Aqsa yang terkejut masih tidak bergeming dari posisinya, sampai kemudian tangan mungil itu berhasil menyentuh pipinya.

"Hah... kamu bohong. Itu pipimu basah. Pasti karena air mata kan?"

Diluar dugaan, Aqsa yang terkejut untuk yang kedua kalinya, berusaha mencerna apa yang baru saja terjadi. Gadis itu meraba pipinya pelan. Sebelum akhirnya buru-buru melepaskannya dengan raut wajah datar.

"Ma..Maaf jika Aku tidak sopan tadi. Tapi, Kata Mamaku menangis itu wajar. Anak Laki-laki juga boleh menangis. Tapi, jangan keterusan nanti air matamu habis" ia bercerita dengan ekspresi wajah yang berubah begitu cepat, kali ini Ia tersenyum hingga lesung pipinya terlihat lebih jelas.

"Ini, pakai sapu tangan ini untuk menyeka air matamu" Gadis itu menyodorkan sebuah sapu tangan, sebelum memutuskan untuk bangkit dari duduknya. Tangan mungilnya sedikit kebingungan, menerka dimana posisi tangan Aqsa.

Melihat reaksi gadis kecil itu, Aqsa meraih sapu tangan miliknya ragu.

"Maaf sudah mengganggu waktumu" ucapnya sebelum akhirnya berjalan meninggalkan Aqsa.

Aqsa tak mengalihkan pandangannya sedikitpun dari gadis kecil itu, Ia berjalan sedikit tertatih dengan tongkat, sementara itu tak jauh dari sana, diujung jalan setapak seorang wanita berpakaian perawat datang menjemput Gadis itu.

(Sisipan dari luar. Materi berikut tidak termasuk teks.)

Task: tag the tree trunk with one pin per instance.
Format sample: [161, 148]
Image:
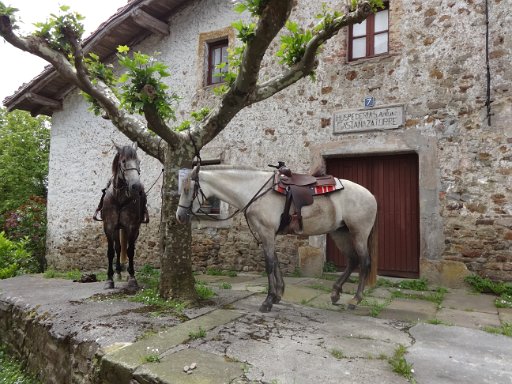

"Astagaa" Aqsa menepuk jidatnya pelan, karena terlalu fokus pada masalahnya, tanpa sadar Ia malah duduk dan menangis dihadapan seorang anak perempuan.

Pandangan Aqsa kemudian beralih pada sapu tangan pemberian gadis itu. Sapu tangan berwarna biru muda, dengan jahitan benang biru tua cukup kontras, membentuk pola bergambar mawar biru (blue rose).

Dalam beberapa budaya, mawar biru melambangkan kedamaian dan ketenangan, menjadikannya pilihan yang tepat untuk menyampaikan perasaan damai dan harmonis. Mawar biru bisa menjadi simbol ketenangan di tengah kehidupan yang sering kali penuh dengan kegaduhan dan kekacauan.

"Alina J. Amardiva"

Aqsa mengeja nama itu, nama yang tercetak jelas dibagian paling tersembunyi disapu tangan itu.

Jika ada sempat untuk bertemu lagi nanti, Ia berjanji akan mengembalikan sapu tangan ini pada pemiliknya.